Dado este sesgado desarrollo argumental, y volviendo al principio, me doy cuenta ahora de que lo que me motivó en el momento para formalizar semejante obviedad de que no era lo mismo sentir dolor, que decir “ay” o contarle a alguien “me duele”, fue que había notado (supongamos que no necesité otro ejemplo que el estúpido, vanidoso mí mismo para advertirlo) que esa cadena de falsas equivalencias (sentir-expresar-comunicar y exponer “profesionalmente”) tenía la saludable y/o perversa tendencia, una vez instalado en el imaginario colectivo y en el sentido común vigente, de invertir el orden y la prioridad de los factores.

Para ponerlo clarito: lo que uno advertía era que –cada vez más– aparecía primero la necesidad compulsiva de comunicar (ser es aparecer), luego se rellenaba de apuro con cierto contenido de experiencia y finalmente (acaso, no siempre, porque el sentido original está extraviado) se justificaba todo el proceso a partir de una sensación sentida como verdadera. Digamos, en términos científicos y populares a la vez: se hablaba habitualmente muchísimo al pedo. Quiero decir, tontamente: se parte de las palabras, no se llega a ellas necesariamente.

Aclaración obvia, pero necesaria: no pertenezco –creo y avísenme los amigos– a la cofradía de los solemnes que sólo hablan de temas que les hacen vacilar el flujo normal de la vena que atraviesa la frente. Para nada. Esta torpe columna fácilmente rebatible es una prueba de la debilidad de mis posiciones: hablo desde adentro de la olla o desde el lodoso charco, el único lugar desde el que se puede o debe hablar (Discépolo dixit).
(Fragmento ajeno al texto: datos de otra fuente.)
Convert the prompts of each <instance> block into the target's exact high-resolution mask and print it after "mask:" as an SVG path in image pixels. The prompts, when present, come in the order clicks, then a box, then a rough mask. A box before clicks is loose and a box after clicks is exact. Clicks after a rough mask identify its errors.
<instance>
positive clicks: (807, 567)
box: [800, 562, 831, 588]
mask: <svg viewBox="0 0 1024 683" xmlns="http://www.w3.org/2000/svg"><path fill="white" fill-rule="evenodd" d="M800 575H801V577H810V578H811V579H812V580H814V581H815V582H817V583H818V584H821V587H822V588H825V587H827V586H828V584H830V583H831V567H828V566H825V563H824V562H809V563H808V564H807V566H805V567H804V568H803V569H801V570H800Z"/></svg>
Y sigo entonces: en una época no necesariamente mejor, pero sin duda distinta, un hombre/mujer era preso o esclavo/a de sus palabras y dueño/a de su silencio. Y estaba bien. Y hoy es al revés: el viento de los medios borra todo, tapa toda palabra con otras. El silencio es lo insoportable, lo sospechoso. Por eso, tal vez (demos un saltito) las dificultades con la trascendencia: ansiosos por oírse responder, es difícil disponerse a escuchar el sempiterno silencio y sacar conclusiones. O no sacar ninguna, y no tener nada que decir. Por fin.

Ah, la flauta. Disculpas por la lata.